$\mathbf {The \ Problem \ is}:$ Construct a $2-$sphere with $v$
0-cells, $e$ 1-cells and $f$ 2-cells whenever $v-e+f=2.$
$\mathbf {My \ approach}:$ I am getting stuck in the case of $f \gt 2.$
When, $v=1,e=2,$ the 1st skeleton is $S^1 \vee S^1,$ then also I can't think much (I have attached a diagram what I could try).
Can someone please give a detailed diagram about the case $f \gt 2?$
A small hint is very much needed . Thanks in advance .
$\bullet$ For $v=1$ we have $f=1+e$. So, consider a wedge of $e$-many circles on $\Bbb S^2$ with wedge point as $v$, and then fill up the complement of this wedge by $(1+e)$ many $2$-cells.

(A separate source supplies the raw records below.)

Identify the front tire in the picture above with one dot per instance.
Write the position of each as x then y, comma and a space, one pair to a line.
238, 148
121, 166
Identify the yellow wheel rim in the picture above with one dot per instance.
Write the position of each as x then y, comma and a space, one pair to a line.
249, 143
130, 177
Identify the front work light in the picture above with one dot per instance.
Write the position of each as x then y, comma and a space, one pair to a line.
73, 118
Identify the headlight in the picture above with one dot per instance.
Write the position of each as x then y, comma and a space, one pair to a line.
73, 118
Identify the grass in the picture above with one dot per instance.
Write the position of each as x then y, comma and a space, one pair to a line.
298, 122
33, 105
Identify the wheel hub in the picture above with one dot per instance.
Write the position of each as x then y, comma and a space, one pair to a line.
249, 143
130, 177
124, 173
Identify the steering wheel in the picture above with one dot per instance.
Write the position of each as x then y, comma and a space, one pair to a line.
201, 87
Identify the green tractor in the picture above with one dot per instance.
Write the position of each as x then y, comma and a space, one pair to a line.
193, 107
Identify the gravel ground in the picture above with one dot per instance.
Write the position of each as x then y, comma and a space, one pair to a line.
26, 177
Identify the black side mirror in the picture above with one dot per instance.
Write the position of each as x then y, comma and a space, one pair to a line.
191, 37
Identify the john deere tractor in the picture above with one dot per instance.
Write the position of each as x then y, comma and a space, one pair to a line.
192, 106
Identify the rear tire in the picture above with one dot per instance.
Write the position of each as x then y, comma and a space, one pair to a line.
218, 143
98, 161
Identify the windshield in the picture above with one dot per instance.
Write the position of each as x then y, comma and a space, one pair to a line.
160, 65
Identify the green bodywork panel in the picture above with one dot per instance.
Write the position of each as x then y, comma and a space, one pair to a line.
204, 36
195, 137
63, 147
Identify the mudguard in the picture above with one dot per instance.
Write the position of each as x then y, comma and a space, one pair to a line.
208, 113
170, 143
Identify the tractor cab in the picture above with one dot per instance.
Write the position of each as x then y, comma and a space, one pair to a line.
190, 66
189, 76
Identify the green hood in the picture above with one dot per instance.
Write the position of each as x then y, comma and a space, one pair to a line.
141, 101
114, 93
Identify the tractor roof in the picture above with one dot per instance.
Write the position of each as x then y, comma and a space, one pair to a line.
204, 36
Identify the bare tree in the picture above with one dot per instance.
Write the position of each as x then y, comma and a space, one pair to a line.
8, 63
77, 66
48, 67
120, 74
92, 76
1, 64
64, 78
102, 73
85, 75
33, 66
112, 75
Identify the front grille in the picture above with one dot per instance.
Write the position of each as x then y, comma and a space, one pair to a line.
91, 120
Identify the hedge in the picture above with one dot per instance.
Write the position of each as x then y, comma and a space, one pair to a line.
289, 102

$\bullet$ For $v=2$ we have $e=f$. Now, consider two distinct points on $\Bbb S^2$, and join them by $e$-many $1$-cells, i.e. ends of each $1$-cells are the two vertices. Fill the complement by $f=e$ many $2$-cells.
$\bullet$ For $v>2$, take $v$-many points, say $a_1,...,a_v$ on $\Bbb S^2$. Join $a_{i+1}$ with $a_i$ by a $1$-cell for each $i=1,...,v-1$. Now, attach remaining $e-(v-1)$ many $1$-cells such that ends of each of them are $a_1,a_2$. Finally, the complement of whole graph is now have $\big(e-(v-1)\big)+1$ many connected components, fill them by $f=e-v+2$ many $2$-cells.